Allégorie de la justice (illustration). — Pixabay

Lors de sa mise en examen samedi pour « tentative d’importation de stupéfiants » et « association de malfaiteurs », la justice et la police pouvait se féliciter d’avoir porté un gros coup contre le trafic de drogue. Pourtant, le trafiquant de drogue et informateur de la police Sofiane Hambli a été placé mardi sous contrôle judiciaire, cela signifie qu’il « a recouvré la liberté », a indiqué Me Hugues Vigier, son avocat.

Le parquet peut faire appel

Me Vigier avait demandé un débat différé sur la question de sa détention éventuelle, qui s’est tenu mardi devant une juge des libertés et de la détention de Bobigny (Seine-Saint-Denis). « Elle était très à l’écoute, a tenu un vrai débat », s’est-il félicité.

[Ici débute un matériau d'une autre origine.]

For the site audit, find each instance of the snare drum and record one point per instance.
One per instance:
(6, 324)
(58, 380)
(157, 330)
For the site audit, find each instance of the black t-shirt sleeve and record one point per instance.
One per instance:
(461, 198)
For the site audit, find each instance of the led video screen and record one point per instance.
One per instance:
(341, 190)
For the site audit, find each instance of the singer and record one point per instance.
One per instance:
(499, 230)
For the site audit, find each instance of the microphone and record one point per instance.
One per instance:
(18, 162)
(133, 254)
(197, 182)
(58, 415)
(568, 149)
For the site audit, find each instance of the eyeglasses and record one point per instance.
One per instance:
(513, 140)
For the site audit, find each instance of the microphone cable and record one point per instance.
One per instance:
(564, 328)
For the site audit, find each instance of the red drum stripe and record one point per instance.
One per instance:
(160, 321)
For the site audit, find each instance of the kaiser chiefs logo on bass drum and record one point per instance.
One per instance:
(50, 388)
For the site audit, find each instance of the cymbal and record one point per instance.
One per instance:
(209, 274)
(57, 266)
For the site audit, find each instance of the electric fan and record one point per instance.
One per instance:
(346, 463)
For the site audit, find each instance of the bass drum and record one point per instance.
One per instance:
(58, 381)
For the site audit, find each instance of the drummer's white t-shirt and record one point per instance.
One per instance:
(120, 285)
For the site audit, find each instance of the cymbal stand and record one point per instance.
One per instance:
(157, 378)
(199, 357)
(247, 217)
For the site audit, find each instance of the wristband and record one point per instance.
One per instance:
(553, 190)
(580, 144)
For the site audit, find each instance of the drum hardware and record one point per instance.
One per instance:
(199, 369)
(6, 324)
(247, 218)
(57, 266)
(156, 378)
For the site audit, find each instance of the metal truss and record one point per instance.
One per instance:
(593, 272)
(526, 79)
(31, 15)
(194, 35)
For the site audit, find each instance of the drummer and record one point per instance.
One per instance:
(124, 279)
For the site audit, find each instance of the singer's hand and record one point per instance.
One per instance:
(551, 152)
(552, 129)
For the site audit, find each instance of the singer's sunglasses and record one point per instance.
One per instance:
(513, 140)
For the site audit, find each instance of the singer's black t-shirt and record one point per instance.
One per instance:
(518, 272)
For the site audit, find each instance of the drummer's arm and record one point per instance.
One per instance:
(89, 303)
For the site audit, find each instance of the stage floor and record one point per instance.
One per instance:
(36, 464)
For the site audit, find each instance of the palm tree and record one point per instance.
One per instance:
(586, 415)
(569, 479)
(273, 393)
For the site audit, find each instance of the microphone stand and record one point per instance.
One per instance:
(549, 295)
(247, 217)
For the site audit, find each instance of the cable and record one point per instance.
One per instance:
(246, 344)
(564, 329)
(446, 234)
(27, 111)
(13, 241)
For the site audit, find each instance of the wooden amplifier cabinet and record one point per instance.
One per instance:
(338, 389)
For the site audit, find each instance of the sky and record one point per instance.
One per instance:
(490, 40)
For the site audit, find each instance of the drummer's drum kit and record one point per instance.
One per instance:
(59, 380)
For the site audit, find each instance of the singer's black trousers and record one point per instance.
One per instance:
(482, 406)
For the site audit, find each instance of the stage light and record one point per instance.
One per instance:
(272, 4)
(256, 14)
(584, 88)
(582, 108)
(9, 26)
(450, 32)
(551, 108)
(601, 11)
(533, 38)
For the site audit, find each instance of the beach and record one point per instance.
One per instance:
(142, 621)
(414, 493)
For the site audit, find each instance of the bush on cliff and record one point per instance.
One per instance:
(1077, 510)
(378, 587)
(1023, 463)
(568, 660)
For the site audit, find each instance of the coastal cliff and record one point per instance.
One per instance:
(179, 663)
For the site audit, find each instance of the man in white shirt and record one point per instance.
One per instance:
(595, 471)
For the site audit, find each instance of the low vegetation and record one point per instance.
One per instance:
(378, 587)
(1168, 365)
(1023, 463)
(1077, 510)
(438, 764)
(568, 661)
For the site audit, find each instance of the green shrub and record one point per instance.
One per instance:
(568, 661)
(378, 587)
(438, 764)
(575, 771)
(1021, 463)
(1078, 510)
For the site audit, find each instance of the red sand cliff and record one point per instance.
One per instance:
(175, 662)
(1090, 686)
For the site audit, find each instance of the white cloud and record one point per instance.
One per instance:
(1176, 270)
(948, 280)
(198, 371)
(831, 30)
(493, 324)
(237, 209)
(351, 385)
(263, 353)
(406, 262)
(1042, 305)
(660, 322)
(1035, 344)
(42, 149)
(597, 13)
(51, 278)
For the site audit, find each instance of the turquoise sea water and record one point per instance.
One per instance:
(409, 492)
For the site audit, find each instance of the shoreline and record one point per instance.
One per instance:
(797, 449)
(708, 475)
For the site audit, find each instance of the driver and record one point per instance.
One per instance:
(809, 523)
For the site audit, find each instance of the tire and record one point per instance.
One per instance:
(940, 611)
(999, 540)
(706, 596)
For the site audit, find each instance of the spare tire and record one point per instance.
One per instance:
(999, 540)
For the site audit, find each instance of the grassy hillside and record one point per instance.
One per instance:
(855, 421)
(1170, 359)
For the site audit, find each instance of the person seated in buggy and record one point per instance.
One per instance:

A son terme, Sofiane Hambli a donc été placé sous contrôle judiciaire. Libre, il doit néanmoins se soumettre à plusieurs obligations, notamment pointer au commissariat de Bordeaux, a précisé Me Vigier. Le parquet de Bobigny peut encore faire appel de cette décision.

L’affaire, qui a conduit au remplacement de l’Ocrtis par l’Ofast (Office anti-stupéfiants) en 2019 du fait des pratiques controversées de l’ex-patron de la lutte antidrogue François Thierry, remonte au 17 octobre 2015. Ce soir-là, une équipe de douaniers découvre sept tonnes de cannabis dans des camionnettes garées boulevard Exelmans à Paris. Mais rapidement des soupçons ternissent l’opération lorsque la justice découvre que la cargaison s’inscrivait en réalité dans une opération de livraison surveillée, théoriquement encadrée par l’Ocrtis, dirigé par le commissaire François Thierry. L’opération s’est appuyée sur Sofiane Hambli, qui aurait selon la justice monté une organisation de trafic de grande envergure, pour son compte personnel. Lui soutient n’avoir joué qu’un simple rôle de « logisticien ».